SANAA, Yemen —Shiite rebels shelled the residence of Yemen’s leader and swept into the nearby presidential palace Tuesday in what a top army commander said was an unfolding coup.
President Abed Rabbo Mansour Hadi — an important U.S. ally in the fight against the highly lethal Yemeni branch of al-Qaeda that claimed responsibility for the newspaper-office attack in Paris — was unharmed, authorities said.
But his grip on power appeared increasingly precarious.
The Shiite rebels, known as Houthis, took over the capital Sanaa in September as part of a long power struggle with Hadi. They effectively govern several other cities as well.
It was unclear whether they intend to seize power altogether or allow the internationally backed president to remain in office.
In a lengthy speech aired by the group’s TV network, rebel leader Abdel-Malek al-Houthi said that “all options are open” and that the escalation “has no ceiling” if Hadi does not speed up implementation of a U.N.-brokered peace deal that would grant the Houthis greater power over a commission that has been assigned to draft a new constitution and outline a new federal system. Critics of the Houthis say they are using the U.N. deal as a pretext to seize more power.

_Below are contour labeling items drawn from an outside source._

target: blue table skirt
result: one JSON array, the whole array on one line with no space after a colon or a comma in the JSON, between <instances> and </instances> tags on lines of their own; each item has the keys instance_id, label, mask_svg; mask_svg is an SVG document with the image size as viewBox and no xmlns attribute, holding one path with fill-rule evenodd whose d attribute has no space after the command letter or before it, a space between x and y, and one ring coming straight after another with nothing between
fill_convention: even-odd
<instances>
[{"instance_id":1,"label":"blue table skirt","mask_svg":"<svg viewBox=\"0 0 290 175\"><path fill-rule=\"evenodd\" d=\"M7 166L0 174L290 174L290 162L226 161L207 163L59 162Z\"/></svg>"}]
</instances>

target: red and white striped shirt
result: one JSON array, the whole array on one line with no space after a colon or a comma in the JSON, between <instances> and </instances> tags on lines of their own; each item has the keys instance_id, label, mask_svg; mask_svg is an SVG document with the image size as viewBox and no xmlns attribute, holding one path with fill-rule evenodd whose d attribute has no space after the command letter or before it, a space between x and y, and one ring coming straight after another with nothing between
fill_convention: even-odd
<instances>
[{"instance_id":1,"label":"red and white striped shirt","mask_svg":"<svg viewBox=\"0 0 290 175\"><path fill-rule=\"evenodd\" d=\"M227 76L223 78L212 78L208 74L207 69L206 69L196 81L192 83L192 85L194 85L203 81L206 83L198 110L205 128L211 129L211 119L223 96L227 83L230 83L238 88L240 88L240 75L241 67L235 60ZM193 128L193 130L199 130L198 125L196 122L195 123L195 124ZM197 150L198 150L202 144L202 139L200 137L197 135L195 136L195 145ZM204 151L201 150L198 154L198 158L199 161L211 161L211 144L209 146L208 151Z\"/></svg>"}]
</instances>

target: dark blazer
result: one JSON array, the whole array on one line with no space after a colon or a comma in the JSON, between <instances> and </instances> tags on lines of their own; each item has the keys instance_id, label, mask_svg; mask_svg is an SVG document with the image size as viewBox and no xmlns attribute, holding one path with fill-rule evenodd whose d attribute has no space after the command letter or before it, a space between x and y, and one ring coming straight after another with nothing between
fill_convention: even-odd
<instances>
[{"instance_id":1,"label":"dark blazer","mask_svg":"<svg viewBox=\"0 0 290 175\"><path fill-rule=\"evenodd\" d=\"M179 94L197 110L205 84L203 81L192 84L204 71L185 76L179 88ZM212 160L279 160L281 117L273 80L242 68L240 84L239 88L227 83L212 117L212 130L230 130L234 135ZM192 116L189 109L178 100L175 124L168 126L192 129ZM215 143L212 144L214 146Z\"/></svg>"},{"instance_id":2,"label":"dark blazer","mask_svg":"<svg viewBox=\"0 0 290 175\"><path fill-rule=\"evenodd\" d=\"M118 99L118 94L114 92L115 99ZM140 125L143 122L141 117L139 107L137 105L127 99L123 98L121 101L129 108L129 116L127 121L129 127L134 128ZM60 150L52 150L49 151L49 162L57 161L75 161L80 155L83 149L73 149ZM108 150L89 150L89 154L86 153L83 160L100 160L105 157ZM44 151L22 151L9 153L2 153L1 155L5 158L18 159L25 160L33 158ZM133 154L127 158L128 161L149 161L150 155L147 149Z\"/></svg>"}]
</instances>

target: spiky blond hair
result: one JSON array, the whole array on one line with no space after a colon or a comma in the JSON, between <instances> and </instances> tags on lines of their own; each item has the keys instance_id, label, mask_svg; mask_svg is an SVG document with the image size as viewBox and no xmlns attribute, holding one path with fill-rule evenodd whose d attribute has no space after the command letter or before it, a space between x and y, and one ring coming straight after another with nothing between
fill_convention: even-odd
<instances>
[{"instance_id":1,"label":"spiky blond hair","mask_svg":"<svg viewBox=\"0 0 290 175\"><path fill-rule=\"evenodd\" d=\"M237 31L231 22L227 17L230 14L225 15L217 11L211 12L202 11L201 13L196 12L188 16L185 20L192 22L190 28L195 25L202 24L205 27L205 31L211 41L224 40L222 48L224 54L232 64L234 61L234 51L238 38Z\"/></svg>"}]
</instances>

In Washington, U.S. officials said the rebel violence is undermining American military and intelligence operations against the al-Qaeda branch, which claimed to have carried out the recent attack on the satirical weekly Charlie Hebdo that left 12 people dead in Paris.

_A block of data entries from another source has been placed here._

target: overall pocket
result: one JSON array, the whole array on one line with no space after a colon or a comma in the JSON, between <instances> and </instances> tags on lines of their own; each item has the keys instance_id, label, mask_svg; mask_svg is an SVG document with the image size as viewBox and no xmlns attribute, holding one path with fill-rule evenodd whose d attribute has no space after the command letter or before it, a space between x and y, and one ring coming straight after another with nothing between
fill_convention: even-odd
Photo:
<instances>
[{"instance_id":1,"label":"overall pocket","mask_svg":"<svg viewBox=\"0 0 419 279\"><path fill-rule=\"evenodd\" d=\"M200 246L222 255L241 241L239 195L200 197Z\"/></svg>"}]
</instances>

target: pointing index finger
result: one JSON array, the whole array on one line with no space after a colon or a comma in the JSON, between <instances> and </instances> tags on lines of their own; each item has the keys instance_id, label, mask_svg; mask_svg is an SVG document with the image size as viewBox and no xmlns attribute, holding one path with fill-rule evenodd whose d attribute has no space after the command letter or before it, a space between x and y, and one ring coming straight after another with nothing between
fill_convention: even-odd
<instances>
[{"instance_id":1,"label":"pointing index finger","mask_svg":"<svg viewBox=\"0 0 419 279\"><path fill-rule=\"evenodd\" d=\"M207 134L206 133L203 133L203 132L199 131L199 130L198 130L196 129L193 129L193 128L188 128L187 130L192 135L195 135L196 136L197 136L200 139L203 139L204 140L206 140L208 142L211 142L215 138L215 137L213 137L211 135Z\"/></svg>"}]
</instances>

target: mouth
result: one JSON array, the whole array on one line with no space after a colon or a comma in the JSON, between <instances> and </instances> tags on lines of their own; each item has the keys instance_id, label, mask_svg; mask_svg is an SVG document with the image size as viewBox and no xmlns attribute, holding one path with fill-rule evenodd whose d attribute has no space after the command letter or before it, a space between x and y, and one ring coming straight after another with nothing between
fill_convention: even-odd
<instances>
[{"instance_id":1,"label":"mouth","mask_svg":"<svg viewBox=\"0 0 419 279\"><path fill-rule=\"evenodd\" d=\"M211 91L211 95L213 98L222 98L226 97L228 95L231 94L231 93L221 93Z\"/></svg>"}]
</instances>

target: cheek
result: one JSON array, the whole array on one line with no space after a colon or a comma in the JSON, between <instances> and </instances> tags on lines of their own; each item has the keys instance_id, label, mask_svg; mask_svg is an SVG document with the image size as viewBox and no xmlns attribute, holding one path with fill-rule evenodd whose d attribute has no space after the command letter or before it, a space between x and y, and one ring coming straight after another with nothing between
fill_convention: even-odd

Washington has long viewed the Yemeni branch, known as Al-Qaeda in the Arabian Peninsula, as the global terror network’s most dangerous affiliate.

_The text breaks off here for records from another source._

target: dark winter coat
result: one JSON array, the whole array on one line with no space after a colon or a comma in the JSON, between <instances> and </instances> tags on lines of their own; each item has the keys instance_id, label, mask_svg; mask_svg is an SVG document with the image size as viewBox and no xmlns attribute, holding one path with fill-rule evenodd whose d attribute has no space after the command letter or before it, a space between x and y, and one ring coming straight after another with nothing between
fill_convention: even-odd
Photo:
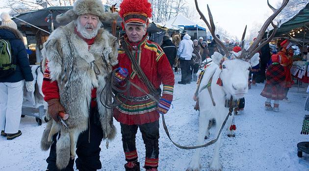
<instances>
[{"instance_id":1,"label":"dark winter coat","mask_svg":"<svg viewBox=\"0 0 309 171\"><path fill-rule=\"evenodd\" d=\"M166 55L171 66L173 67L177 53L176 46L172 42L172 41L168 39L163 41L163 43L161 45L161 48L162 48L165 55Z\"/></svg>"},{"instance_id":2,"label":"dark winter coat","mask_svg":"<svg viewBox=\"0 0 309 171\"><path fill-rule=\"evenodd\" d=\"M22 33L14 28L1 26L0 26L0 39L8 40L10 42L13 63L16 65L15 71L6 77L0 78L0 83L33 80Z\"/></svg>"}]
</instances>

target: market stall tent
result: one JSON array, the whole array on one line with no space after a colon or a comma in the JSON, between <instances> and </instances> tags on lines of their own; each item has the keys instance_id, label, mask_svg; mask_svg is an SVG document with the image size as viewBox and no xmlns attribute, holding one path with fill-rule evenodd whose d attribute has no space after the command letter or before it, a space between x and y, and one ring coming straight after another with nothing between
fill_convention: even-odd
<instances>
[{"instance_id":1,"label":"market stall tent","mask_svg":"<svg viewBox=\"0 0 309 171\"><path fill-rule=\"evenodd\" d=\"M198 38L199 36L203 36L205 38L206 36L206 29L205 28L199 25L197 23L181 15L179 15L174 18L162 22L159 24L167 27L177 26L183 27L183 30L188 31L187 31L188 34L191 37L192 36L194 36L196 33L196 35L194 37L197 39L198 39ZM191 32L191 33L190 34L190 32Z\"/></svg>"},{"instance_id":2,"label":"market stall tent","mask_svg":"<svg viewBox=\"0 0 309 171\"><path fill-rule=\"evenodd\" d=\"M270 33L272 32L271 30ZM309 2L294 16L282 23L274 39L284 38L301 46L309 44Z\"/></svg>"}]
</instances>

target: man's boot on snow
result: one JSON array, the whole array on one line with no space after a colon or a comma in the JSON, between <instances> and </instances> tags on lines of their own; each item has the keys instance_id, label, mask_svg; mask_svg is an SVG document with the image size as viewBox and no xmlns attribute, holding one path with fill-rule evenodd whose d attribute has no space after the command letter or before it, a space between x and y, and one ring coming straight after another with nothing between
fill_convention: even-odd
<instances>
[{"instance_id":1,"label":"man's boot on snow","mask_svg":"<svg viewBox=\"0 0 309 171\"><path fill-rule=\"evenodd\" d=\"M273 108L273 110L276 112L279 112L279 104L274 104L274 108Z\"/></svg>"},{"instance_id":2,"label":"man's boot on snow","mask_svg":"<svg viewBox=\"0 0 309 171\"><path fill-rule=\"evenodd\" d=\"M139 162L129 162L125 165L126 171L140 171Z\"/></svg>"},{"instance_id":3,"label":"man's boot on snow","mask_svg":"<svg viewBox=\"0 0 309 171\"><path fill-rule=\"evenodd\" d=\"M269 102L265 102L265 109L266 110L272 110L273 107L271 107L271 104Z\"/></svg>"},{"instance_id":4,"label":"man's boot on snow","mask_svg":"<svg viewBox=\"0 0 309 171\"><path fill-rule=\"evenodd\" d=\"M193 73L193 81L197 81L197 76L196 76L196 73Z\"/></svg>"}]
</instances>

Yemeni Information Minister Nadia al-Sakkaf posted to Twitter that armed forces positioned on rooftops began bombarding the president’s house. Hadi was inside the heavily guarded residence at the time but was not harmed, officials said.
“This is a coup. There is no other word to describe what is happening but a coup,” said Col. Saleh al-Jamalani, palace guard unit commander. He added that the rebels probably were aided by insiders.